Le monument en l'honneur des manifestants tués en janvier, sur la «place des martyrs» de la cité el-Zouhour.
Principale déception: l'emploi, première des revendications ici, ne vient pas. «On parle de grands projets, de grandes sommes d'argent à la télé, mais on n'a rien vu venir, poursuit-il. La révolution sera réussie lorsqu'on sera au même niveau que Sousse ou Hammamet [deux villes plus développées du littoral, ndlr].»
Selon eux, la majorité des hommes sont des chômeurs. Les seuls qui travaillent ont des petits boulots, ou ont payé pour être engagés.
La politique ne leur semble pas être la solution. «On n'en veut pas, et jusque-là, on n'a rien compris», dit l'un, citant le nombre de partis politiques (82) parmi lesquels il faudra choisir, lors de l'élection de l'Assemblée constituante, le 23 octobre. «Ce qui compte, c'est Kasserine. Je travaillerais avec le diable, du moment qu'il a des projets pour cette ville», lance, potache, Nizar, 29 ans.
Les «notables de la révolution»
Pour le militant Samir Rabhi, «il y a une atmosphère de liberté, mais sur les causes majeures, qui sont d'ordre social, le gouvernement n'arrive pas à répondre aux attentes. Les demandes sont presque toutes déçues, et il y a beaucoup de suspicions envers le gouvernement transitoire et la politique en général, et de craintes sur la tournure que va prendre le régime.»
Au niveau local, ce sont des novices qui occupent le pouvoir. Après trois mois de vide politique, un conseil municipal a été monté sur pied, pour un mandat d'un an. Le gouverneur a pioché parmi les «notables de la révolution», comme les appelle sans animosité Samir Rabhi. «Nous n'avons pas eu les moyens d'organiser des élections, il fallait faire vite», plaide le maire Maher Bouazzi, un avocat de 38 ans.
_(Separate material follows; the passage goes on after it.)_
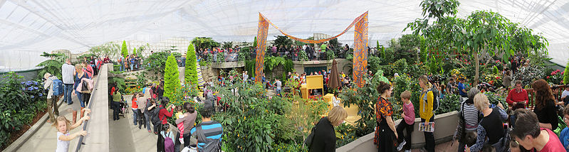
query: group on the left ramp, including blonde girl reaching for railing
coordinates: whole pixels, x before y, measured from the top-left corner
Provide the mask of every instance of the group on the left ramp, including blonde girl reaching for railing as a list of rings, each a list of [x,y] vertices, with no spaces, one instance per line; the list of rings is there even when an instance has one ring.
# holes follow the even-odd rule
[[[86,106],[90,101],[90,93],[93,91],[93,77],[98,75],[100,66],[110,62],[107,58],[83,58],[78,64],[72,65],[71,59],[67,58],[61,66],[61,80],[46,72],[43,75],[44,89],[47,95],[48,123],[57,129],[57,148],[56,151],[68,151],[69,142],[78,136],[85,136],[86,131],[78,131],[70,134],[72,129],[77,128],[83,121],[90,119],[85,114],[90,113]],[[73,116],[70,119],[59,115],[59,99],[73,109]],[[80,119],[77,119],[77,113]]]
Maher Bouazzi, nommé maire en avril.
La tâche est énorme mais «les caisses sont vides», regrette Ridha Abbassi, instituteur et membre du conseil. «Nous avons d'abord fait l'inventaire de tout ce dont nous avions besoin: routes, lignes électriques, etc. Nous demandons 106 millions de dinars [54 millions d'euros, ndlr]», dit-il.
Ce dimanche matin, le maire a organisé une opération nettoyage. Sacs poubelles à la main, une vingtaine de volontaires, d'employés de la ville, ainsi qu'une partie de l'équipe municipale, sillonnent le centre-ville pour ramasser les ordures à terre. Une façon de «sensibiliser les gens à le faire tous les jours», explique Maher Bouazzi. «Nos équipements ont été brûlés, nous n'avons plus qu'un camion, une pelle et quatre tracteurs pour tout le gouvernorat. Nous essayons de nous organiser au mieux avec ça», poursuit-il.
Spontanéité
La mobilisation citoyenne ne manque pas, à Kasserine. Des dizaines d'associations se sont créées depuis janvier. «La majorité tournent autour du développement de la citoyenneté et de la démocratie, des questions de développement régional. Beaucoup s'intéressent à la protection de l'environnement», détaille Samir Rabhi.
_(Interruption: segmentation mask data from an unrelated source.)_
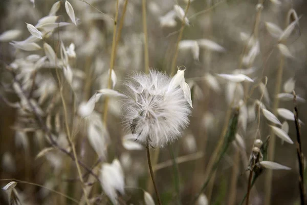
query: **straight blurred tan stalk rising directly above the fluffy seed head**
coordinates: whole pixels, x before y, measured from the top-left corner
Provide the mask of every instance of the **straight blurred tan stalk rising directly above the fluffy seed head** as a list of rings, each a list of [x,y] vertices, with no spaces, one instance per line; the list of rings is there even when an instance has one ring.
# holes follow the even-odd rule
[[[146,20],[146,0],[142,0],[142,18],[143,18],[143,32],[144,32],[145,73],[149,73],[148,33],[147,33],[147,20]]]

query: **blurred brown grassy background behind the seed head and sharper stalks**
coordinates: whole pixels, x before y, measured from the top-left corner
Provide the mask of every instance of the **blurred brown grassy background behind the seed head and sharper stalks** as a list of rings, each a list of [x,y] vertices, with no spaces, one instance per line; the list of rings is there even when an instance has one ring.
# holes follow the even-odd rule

Un réseau d'association est en cours de création. Plusieurs d'entre elles se retrouvent déjà autour d'un projet commun, Radio Kasserine. Après trois semaines d'existence, elle diffuse déjà treize heures par jour. Avec des émissions dédiées à la jeunesse, aux traditions, à l'économie, l'éveil politique, etc. «Radio Kasserine est une réaction aux émeutes du 25 janvier. On a voulu travailler sur la prise de conscience, faire comprendre qu'il ne faut pas réagir comme ça», explique l'un des initiateurs, Adnan Zorgui.
Deux des onze animateurs de Radio Kasserine, lors d'une émission en direct d'un restaurant de la ville.
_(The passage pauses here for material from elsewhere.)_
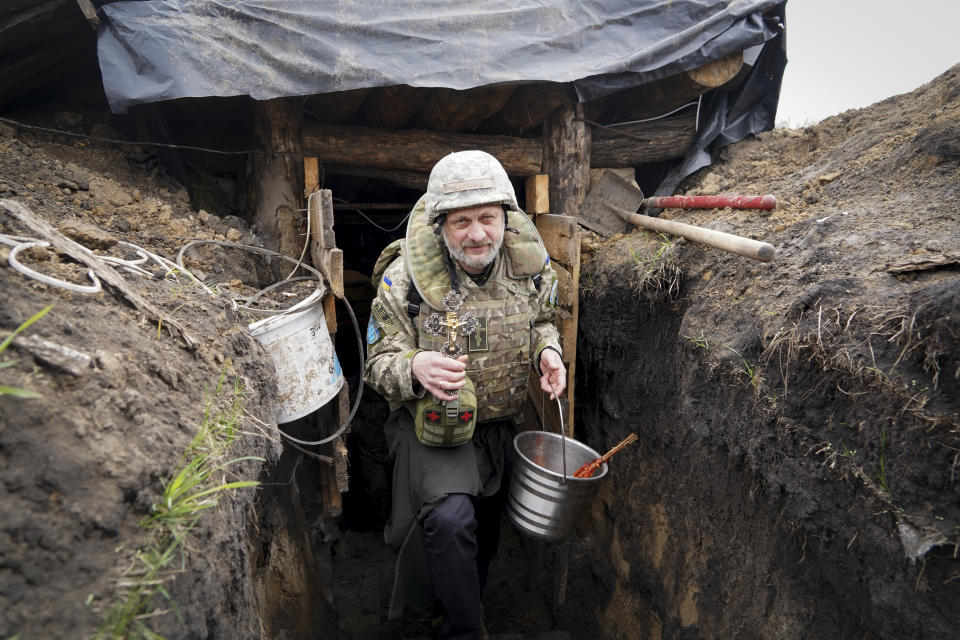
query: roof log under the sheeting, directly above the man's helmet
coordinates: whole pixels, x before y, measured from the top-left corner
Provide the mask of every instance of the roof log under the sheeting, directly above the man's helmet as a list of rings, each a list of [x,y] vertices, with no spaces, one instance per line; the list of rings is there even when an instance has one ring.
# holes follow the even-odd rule
[[[466,91],[432,89],[414,115],[412,126],[432,131],[472,131],[499,111],[514,89],[513,85],[491,85]]]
La petite équipe rêve déjà fréquence FM et studio d'enregistrement. Pour le moment, elle fait avec les moyens du bord: un ordi, un casque-micro, une clé 3G. Aucun d'entre eux n'avait l'expérience du micro. Pour l'un des animateurs, «c'est la continuité de la spontanéité de notre révolution. C'est ce qui fait sa force.»